The General Dental Council (GDC) will stop listing full addresses of dentists and dental care professionals on its public register.
Instead, the dental regulator will make the registration number the main way to identify and confirm the professional status of a registrant.
The GDC claims the decision has been made after discussions with patients, the profession, the Department of Health and the Professional Standards Authority, and the regulator will now also consult on whether to publish the town of where the dental professional lives too.
‘This is an important decision which shows the council has listened to and considered the views of patients, the profession, other regulators, the Department of Health and the Professional Standards Authority,’ chair of the GDC, William Moyes, said.
‘We must balance public protection with protecting personal information.
‘Publishing an address does not interfere with our duty to protect the public, or the purpose of the register, but could potentially pose a risk to a dental professional.
‘We committed in our three year road map Patients, Professionals, Partners and Performance to be more transparent and, where appropriate, to actively consider a range of views about the decisions we take.
‘I would encourage dental professionals to always display their registration number as good practice.

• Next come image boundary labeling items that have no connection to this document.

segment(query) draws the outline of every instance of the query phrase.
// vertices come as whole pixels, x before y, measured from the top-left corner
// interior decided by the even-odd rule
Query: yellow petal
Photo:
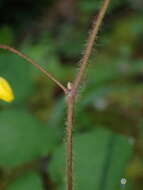
[[[11,102],[14,99],[10,84],[3,77],[0,77],[0,99],[6,102]]]

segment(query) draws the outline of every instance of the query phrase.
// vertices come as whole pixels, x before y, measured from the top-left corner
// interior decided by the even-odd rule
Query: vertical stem
[[[73,190],[73,112],[74,97],[67,97],[67,189]]]
[[[69,93],[67,94],[67,190],[73,190],[73,137],[72,137],[72,131],[73,131],[73,112],[74,112],[74,104],[75,104],[75,98],[77,96],[77,90],[79,88],[79,85],[83,79],[83,76],[85,74],[88,60],[90,58],[90,55],[92,53],[93,45],[96,40],[99,28],[102,24],[104,15],[106,13],[106,10],[108,8],[108,5],[110,3],[110,0],[104,0],[103,5],[99,11],[97,19],[94,21],[92,31],[89,35],[87,46],[84,51],[83,58],[81,59],[81,65],[79,72],[77,73],[77,76],[75,78],[75,81],[71,87]]]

‘This will help to identify people carrying out dentistry unlawfully when they’re not on the register, such as in cases of illegal tooth whitening.’
The British Dental Association has explained it’s pleased with the decision to stop publishing registrants’ addresses online.

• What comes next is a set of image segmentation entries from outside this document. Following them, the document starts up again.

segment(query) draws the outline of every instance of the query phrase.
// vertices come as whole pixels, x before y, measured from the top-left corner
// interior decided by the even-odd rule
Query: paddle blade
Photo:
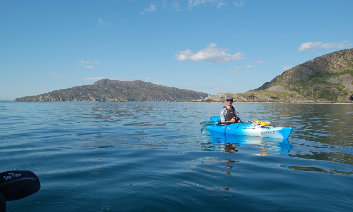
[[[210,126],[213,125],[216,125],[218,123],[218,122],[213,121],[201,121],[200,122],[200,125],[201,127],[208,127],[208,126]]]
[[[6,201],[24,198],[40,189],[38,177],[30,171],[10,171],[0,173],[0,194]]]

Changes cannot be implemented immediately because the rules and regulations governing such a change mean that there will have to be a public consultation first.
‘It is good news that the GDC has made this step in the right direction,’ BDA chair, Mick Armstrong, said.
‘The publication of addresses was unnecessary, and out of line with other regulators, as well as a potential risk to registrant safety.
‘The BDA has campaigned long and hard on getting this policy changed.
‘The process of change is slow, but we expect the GDC to remain on course and implement this vital change.
‘We hope that the GDC continues to adopt such a proportionate approach to all of its regulatory responsibilities.’